There is one new instruction:

  • phi: Takes n labels and n arguments, for any n. Copies the value of the ith argument, where i is the index of the second-most-recently-executed label. (It is an error to use a phi instruction when two labels have not yet executed, or when the instruction does not contain an entry for the second-most-recently-executed label.)

Intuitively, a phi instruction takes its value according to the current basic block’s predecessor.

Examples

In the text format, you can write phi instructions like this:

x: int = phi a .here b .there;

The text format doesn’t care how you interleave arguments and labels, so this is equivalent to (but more readable than) phi a b .here .there.
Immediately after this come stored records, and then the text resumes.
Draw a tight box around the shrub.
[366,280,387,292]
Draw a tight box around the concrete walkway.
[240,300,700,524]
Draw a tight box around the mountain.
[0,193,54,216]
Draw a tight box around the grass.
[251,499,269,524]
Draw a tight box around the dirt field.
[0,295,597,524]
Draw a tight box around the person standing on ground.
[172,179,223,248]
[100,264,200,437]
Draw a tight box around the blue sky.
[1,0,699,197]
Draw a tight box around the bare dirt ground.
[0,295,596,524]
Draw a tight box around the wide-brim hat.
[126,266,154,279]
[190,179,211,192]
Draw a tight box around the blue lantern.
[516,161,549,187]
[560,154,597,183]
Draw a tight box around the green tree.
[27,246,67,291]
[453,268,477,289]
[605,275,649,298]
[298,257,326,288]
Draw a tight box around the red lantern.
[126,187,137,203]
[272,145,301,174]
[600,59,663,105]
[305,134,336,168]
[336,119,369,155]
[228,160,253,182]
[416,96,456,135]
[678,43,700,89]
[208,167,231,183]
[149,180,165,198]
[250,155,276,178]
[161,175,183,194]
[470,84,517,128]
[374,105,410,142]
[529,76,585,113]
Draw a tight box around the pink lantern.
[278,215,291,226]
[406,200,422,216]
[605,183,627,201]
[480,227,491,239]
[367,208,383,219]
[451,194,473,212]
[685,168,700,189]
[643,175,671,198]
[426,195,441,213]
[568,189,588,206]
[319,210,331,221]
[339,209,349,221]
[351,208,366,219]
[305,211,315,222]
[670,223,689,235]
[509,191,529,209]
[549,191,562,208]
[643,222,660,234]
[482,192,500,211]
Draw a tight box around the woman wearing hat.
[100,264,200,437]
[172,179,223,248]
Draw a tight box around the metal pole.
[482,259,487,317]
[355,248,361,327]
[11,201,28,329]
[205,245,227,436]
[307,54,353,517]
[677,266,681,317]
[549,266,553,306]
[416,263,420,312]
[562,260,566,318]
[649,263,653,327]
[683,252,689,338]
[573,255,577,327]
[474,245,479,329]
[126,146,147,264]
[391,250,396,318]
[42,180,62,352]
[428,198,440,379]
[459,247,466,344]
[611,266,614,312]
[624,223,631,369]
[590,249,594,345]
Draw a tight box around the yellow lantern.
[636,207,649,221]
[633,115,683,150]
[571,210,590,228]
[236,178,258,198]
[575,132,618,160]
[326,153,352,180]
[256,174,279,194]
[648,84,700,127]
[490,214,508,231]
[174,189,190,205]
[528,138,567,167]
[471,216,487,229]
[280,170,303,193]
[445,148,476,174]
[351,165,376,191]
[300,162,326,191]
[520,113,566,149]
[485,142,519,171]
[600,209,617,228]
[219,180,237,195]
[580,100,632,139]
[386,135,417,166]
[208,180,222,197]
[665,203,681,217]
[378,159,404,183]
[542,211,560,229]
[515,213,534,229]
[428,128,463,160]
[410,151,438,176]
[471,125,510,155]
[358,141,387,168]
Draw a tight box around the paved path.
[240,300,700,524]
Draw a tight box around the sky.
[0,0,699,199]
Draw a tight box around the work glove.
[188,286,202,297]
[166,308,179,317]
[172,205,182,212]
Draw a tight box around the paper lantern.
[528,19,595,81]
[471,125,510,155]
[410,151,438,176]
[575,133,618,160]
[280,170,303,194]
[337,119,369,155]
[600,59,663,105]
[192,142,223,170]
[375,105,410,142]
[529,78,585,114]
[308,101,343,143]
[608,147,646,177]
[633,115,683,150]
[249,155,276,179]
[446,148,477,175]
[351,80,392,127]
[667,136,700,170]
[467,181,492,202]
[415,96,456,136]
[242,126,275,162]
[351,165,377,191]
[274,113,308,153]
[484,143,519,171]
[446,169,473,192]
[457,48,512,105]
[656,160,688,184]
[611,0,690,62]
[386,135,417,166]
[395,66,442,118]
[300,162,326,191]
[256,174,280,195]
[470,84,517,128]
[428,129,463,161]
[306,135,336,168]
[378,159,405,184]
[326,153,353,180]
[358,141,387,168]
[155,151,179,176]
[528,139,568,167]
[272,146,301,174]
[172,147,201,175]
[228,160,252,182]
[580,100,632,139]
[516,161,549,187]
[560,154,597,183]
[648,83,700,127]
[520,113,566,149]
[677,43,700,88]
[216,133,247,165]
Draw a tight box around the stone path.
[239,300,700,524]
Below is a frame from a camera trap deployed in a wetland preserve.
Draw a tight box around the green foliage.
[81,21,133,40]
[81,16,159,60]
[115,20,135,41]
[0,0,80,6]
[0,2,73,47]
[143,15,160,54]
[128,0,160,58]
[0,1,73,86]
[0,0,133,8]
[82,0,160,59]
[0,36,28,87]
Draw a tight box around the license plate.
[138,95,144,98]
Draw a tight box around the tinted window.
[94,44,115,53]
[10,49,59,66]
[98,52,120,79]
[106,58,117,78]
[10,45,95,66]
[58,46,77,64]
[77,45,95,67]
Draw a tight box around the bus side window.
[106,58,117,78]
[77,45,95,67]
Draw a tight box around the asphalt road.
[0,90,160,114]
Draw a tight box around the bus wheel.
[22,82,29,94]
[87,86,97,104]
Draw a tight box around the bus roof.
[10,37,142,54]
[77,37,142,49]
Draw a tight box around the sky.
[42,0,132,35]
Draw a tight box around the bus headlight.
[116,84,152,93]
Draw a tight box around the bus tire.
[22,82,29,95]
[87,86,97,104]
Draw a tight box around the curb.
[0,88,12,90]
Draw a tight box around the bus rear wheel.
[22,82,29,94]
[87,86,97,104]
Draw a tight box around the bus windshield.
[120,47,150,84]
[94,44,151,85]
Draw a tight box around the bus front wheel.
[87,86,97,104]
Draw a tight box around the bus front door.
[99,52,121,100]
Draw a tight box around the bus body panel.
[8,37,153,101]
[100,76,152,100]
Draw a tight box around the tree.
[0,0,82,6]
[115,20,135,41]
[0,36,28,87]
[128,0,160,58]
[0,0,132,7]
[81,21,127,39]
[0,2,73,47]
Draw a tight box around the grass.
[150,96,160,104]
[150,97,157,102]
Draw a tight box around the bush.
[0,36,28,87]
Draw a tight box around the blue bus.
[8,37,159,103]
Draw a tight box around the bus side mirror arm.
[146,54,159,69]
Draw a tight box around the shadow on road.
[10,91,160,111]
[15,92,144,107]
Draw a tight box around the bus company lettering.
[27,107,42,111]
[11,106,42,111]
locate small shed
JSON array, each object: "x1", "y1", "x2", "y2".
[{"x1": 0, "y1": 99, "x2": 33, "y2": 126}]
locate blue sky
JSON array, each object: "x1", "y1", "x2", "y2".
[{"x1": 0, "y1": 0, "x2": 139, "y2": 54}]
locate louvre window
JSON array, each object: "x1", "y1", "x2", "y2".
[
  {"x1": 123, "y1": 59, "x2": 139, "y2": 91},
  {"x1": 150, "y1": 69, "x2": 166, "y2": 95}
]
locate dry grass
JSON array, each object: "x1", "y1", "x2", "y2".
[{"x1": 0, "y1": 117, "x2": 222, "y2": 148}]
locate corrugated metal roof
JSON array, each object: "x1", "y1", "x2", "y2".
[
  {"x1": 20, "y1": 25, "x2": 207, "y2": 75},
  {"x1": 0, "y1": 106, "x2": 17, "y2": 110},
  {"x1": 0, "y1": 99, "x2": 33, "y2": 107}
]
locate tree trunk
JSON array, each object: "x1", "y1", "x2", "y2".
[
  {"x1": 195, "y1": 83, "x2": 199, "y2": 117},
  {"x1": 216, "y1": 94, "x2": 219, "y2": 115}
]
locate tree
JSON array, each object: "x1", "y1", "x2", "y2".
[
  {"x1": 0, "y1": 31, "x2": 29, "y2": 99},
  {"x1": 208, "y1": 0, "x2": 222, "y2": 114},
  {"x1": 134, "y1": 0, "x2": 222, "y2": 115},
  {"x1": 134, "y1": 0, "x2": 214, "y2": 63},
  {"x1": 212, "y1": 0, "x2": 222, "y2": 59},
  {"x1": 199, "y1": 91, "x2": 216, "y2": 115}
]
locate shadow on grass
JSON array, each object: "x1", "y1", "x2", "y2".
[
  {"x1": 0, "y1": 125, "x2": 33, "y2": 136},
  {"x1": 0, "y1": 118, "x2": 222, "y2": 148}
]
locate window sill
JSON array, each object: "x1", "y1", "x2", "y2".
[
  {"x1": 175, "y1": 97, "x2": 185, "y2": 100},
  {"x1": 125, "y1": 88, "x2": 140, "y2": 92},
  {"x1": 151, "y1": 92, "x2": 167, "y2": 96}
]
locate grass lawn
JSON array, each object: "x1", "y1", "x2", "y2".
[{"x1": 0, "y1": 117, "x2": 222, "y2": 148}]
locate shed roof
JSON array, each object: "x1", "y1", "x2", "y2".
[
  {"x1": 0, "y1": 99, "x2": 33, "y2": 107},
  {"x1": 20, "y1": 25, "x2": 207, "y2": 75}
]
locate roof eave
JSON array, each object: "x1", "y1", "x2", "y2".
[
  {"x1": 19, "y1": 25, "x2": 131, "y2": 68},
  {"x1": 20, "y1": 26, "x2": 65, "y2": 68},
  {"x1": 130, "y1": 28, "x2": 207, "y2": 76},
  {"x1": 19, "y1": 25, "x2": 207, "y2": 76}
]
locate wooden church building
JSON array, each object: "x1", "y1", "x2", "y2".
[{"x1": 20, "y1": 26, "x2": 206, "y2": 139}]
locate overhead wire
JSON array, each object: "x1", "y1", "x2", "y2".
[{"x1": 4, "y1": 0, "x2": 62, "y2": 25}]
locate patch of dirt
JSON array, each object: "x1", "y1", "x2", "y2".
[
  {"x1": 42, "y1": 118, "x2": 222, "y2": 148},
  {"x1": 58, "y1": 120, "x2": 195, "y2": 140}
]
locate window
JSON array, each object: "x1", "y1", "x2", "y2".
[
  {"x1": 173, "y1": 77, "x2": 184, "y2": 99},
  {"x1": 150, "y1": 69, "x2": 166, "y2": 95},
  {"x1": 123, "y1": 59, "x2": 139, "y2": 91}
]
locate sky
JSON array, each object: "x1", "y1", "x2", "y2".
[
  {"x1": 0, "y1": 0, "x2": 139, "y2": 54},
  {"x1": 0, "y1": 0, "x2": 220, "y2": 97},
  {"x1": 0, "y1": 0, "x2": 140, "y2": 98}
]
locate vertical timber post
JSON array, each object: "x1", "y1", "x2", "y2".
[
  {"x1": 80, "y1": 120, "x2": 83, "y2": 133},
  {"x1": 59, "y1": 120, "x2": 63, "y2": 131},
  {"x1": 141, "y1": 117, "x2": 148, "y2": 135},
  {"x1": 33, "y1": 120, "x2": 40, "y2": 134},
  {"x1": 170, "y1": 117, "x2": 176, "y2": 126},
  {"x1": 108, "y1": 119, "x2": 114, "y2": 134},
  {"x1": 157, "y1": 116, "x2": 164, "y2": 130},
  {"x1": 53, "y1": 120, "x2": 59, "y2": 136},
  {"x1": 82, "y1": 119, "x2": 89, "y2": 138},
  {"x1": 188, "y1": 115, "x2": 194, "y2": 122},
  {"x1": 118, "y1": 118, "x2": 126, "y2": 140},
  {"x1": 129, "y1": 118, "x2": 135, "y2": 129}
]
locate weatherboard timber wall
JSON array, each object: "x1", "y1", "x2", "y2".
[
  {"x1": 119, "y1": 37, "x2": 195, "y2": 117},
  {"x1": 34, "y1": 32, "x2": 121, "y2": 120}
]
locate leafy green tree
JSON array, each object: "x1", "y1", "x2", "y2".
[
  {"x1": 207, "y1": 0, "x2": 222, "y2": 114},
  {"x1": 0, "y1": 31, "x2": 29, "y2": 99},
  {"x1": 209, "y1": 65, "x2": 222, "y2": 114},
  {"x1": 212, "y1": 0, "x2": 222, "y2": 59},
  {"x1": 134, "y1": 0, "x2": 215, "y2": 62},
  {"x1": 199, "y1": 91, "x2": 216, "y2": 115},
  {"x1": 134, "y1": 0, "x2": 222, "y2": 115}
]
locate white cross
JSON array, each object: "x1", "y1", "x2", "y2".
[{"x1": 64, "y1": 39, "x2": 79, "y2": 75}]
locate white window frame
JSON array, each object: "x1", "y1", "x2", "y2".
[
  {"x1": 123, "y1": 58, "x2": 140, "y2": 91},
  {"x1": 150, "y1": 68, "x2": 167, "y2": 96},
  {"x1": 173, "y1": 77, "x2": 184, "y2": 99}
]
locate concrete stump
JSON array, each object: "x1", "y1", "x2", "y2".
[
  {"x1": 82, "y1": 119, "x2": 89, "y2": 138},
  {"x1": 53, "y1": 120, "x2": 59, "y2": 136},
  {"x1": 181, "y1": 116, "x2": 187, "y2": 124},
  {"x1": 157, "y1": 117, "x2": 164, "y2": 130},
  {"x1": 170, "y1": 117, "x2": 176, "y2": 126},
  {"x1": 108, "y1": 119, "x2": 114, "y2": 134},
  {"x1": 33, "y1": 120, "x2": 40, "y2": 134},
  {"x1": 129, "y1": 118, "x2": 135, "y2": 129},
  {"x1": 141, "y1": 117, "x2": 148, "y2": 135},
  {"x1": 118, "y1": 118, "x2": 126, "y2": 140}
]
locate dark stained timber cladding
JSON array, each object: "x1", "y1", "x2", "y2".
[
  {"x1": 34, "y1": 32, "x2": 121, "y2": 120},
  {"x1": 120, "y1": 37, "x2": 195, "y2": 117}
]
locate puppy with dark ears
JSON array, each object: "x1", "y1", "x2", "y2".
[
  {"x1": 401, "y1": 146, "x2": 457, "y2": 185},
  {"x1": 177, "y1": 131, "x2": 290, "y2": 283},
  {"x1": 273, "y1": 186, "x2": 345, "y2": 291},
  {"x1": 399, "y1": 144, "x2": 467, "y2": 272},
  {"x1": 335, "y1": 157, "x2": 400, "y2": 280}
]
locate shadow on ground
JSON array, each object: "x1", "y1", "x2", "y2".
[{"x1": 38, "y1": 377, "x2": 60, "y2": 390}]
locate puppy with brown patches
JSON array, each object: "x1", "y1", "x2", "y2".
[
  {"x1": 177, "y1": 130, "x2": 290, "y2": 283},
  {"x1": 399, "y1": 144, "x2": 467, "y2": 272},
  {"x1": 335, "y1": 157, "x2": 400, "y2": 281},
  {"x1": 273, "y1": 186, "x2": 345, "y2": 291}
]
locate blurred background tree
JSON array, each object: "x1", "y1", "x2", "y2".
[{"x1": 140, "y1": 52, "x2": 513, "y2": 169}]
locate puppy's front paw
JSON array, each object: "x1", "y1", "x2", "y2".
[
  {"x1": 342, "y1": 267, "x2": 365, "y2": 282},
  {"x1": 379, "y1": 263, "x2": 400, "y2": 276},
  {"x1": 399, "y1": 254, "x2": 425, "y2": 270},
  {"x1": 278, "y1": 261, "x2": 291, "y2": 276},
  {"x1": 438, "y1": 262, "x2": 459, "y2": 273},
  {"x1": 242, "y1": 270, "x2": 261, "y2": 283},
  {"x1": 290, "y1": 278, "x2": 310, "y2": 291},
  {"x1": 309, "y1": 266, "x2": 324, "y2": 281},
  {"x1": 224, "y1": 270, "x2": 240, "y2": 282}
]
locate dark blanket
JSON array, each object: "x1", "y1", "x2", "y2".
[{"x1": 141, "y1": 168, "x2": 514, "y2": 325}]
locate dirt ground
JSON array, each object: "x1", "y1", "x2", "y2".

The “second-most-recent label” rule means that the labels refer to predecessor basic blocks, if you imagine blocks being “named” by their labels.

Here’s a small example:

.top:
  a: int = const 5;
  br cond .here .there;
.here:
  b: int = const 7;
.there:
  c: int = phi a .top b .here;
  print c;

A phi instruction is sensitive to the incoming CFG edge that execution took to arrive at the current block. The phi instruction in this program, for example, gets its value from a if control came from the .top block and b if control came from the .here block.

The reference interpreter can supports programs in SSA form because it can faithfully execute the phi instruction.